I’ve been trying to train a RetinaNet on the SKU110K dataset. The first issue I encountered is that the retinanet_resnet50_fpn_v2()
function throws the following error when num_classes=2:
model = retinanet_resnet50_fpn_v2(weights='DEFAULT', score_thresh=0.35, num_classes=2).to(device)
ValueError: The parameter 'num_classes' expected value 91 but got 2 instead.
My dataset only has 2 outputs (object and background), so why does the retinanet_resnet50_fpn_v2
function require num_classes=91
?
The other issue is that each input image has a differing number of bounding boxes associated with it. My Dataset loads items in the following way:
def __getitem__(self, idx):
if torch.is_tensor(idx):
idx = idx.tolist()
img_name = self.image_names[idx]
class_name, width, height = self.ds[self.ds.image_name == img_name].iloc[0, 5:8]

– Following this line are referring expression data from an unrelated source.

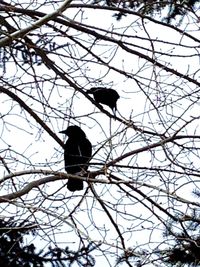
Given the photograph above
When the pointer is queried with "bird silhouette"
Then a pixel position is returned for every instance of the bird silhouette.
(77, 154)
(105, 96)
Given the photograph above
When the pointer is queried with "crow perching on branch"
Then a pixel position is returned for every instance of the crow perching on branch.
(105, 96)
(77, 154)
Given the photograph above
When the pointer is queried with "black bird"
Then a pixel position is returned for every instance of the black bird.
(105, 96)
(77, 154)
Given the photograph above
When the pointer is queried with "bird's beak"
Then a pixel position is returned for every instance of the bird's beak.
(63, 131)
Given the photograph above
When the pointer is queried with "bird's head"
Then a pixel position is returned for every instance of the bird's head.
(73, 131)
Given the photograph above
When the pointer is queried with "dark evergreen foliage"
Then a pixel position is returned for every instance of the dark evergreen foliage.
(14, 253)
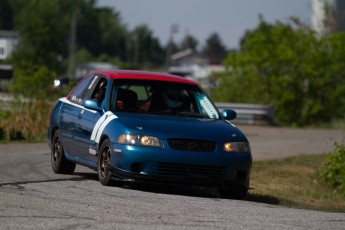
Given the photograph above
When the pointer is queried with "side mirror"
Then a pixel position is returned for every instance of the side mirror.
(229, 114)
(91, 104)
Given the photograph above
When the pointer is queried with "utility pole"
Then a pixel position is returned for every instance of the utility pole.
(72, 45)
(173, 30)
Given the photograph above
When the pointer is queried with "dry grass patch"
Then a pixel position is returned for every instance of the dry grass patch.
(292, 182)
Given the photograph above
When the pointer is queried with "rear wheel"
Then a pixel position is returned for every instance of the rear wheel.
(104, 160)
(58, 161)
(238, 194)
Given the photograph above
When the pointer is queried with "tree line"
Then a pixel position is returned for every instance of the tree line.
(47, 27)
(291, 67)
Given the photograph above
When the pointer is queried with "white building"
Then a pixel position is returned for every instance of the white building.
(8, 42)
(328, 16)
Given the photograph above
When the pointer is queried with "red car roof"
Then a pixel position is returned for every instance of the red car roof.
(143, 75)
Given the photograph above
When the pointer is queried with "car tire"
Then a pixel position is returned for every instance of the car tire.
(237, 194)
(59, 163)
(104, 159)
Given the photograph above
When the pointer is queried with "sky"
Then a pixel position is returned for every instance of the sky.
(200, 18)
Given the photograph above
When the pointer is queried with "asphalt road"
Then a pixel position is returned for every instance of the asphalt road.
(33, 197)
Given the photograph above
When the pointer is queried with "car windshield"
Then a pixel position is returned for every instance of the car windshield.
(161, 97)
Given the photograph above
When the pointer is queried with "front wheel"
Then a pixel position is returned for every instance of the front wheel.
(58, 161)
(104, 160)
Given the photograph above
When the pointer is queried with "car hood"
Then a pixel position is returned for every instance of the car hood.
(165, 127)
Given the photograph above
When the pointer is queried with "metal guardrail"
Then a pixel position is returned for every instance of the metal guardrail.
(252, 114)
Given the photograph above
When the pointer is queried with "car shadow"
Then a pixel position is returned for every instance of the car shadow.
(179, 190)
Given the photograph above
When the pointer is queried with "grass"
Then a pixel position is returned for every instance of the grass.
(292, 182)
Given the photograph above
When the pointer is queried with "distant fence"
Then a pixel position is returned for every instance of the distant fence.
(252, 114)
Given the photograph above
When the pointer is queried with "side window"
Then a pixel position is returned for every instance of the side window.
(99, 91)
(82, 89)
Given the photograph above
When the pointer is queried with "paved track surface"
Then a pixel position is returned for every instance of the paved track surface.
(33, 197)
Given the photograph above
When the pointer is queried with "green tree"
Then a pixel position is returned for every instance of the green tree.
(301, 75)
(189, 42)
(145, 47)
(214, 48)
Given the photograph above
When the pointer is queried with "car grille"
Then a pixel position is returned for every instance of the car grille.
(192, 145)
(191, 171)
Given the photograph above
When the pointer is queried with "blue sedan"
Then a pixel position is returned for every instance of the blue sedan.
(150, 127)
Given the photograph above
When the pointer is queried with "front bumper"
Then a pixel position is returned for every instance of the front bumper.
(206, 169)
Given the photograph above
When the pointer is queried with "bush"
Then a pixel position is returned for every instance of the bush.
(29, 122)
(333, 169)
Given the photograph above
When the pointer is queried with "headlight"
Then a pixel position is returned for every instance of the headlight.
(238, 147)
(142, 140)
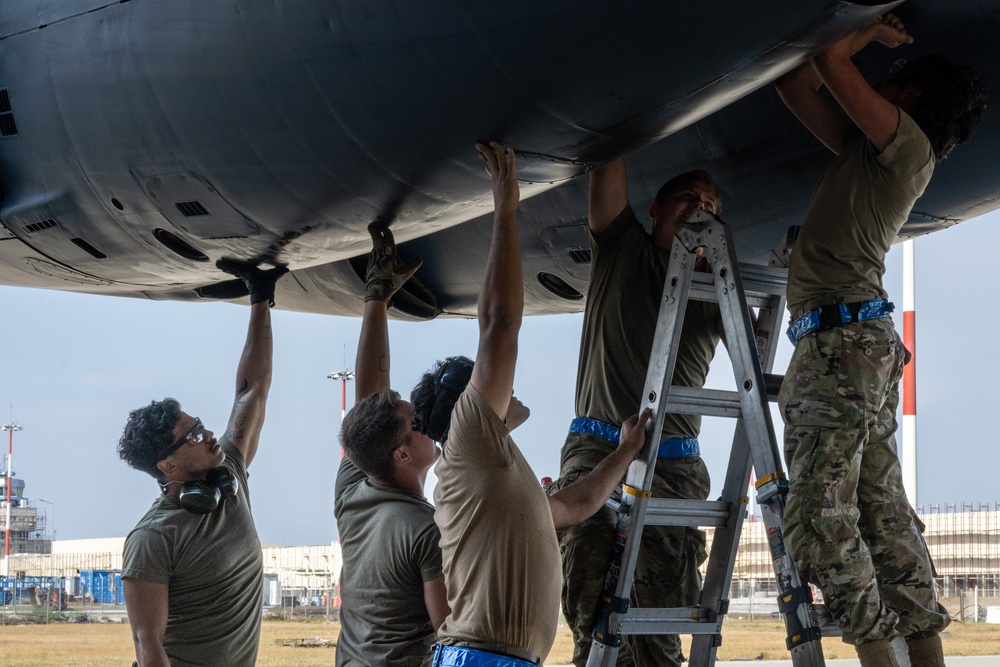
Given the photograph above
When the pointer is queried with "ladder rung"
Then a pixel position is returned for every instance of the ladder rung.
(760, 284)
(668, 621)
(682, 512)
(715, 402)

boxes = np.array(self.ds[self.ds.image_name == img_name].iloc[:, 1:5])
image = Image.open(f"{img_name}")
image = image.resize((640, 640))
# Rescale everything to 640
Fx = image.width // 640
Fy = image.height // 640
boxes[:, 0] = boxes[:, 0] / Fx
boxes[:, 2] = boxes[:, 2] / Fx
boxes[:, 1] = boxes[:, 1] / Fy
boxes[:, 3] = boxes[:, 3] / Fy
image = self.transform(image) # [T.ToImageTensor(), T.ConvertImageDtype()]
sample = {"img": image, "boxes": boxes, "label": 1}
return sample
In this scenario, sample['img']
is a Tensor of shape (3, 640, 640)
and sample['boxes']
is an array of shape (N, 4), where N is the number of bounding boxes in the image.
The other issue I have is that when I get a batch from the dataloader, I get
stack expects each tensor to be equal size, but got [74, 4] at entry 0 and [128, 4] at entry 1
Are there any Retinanet examples out there that use torchvisions v2 model?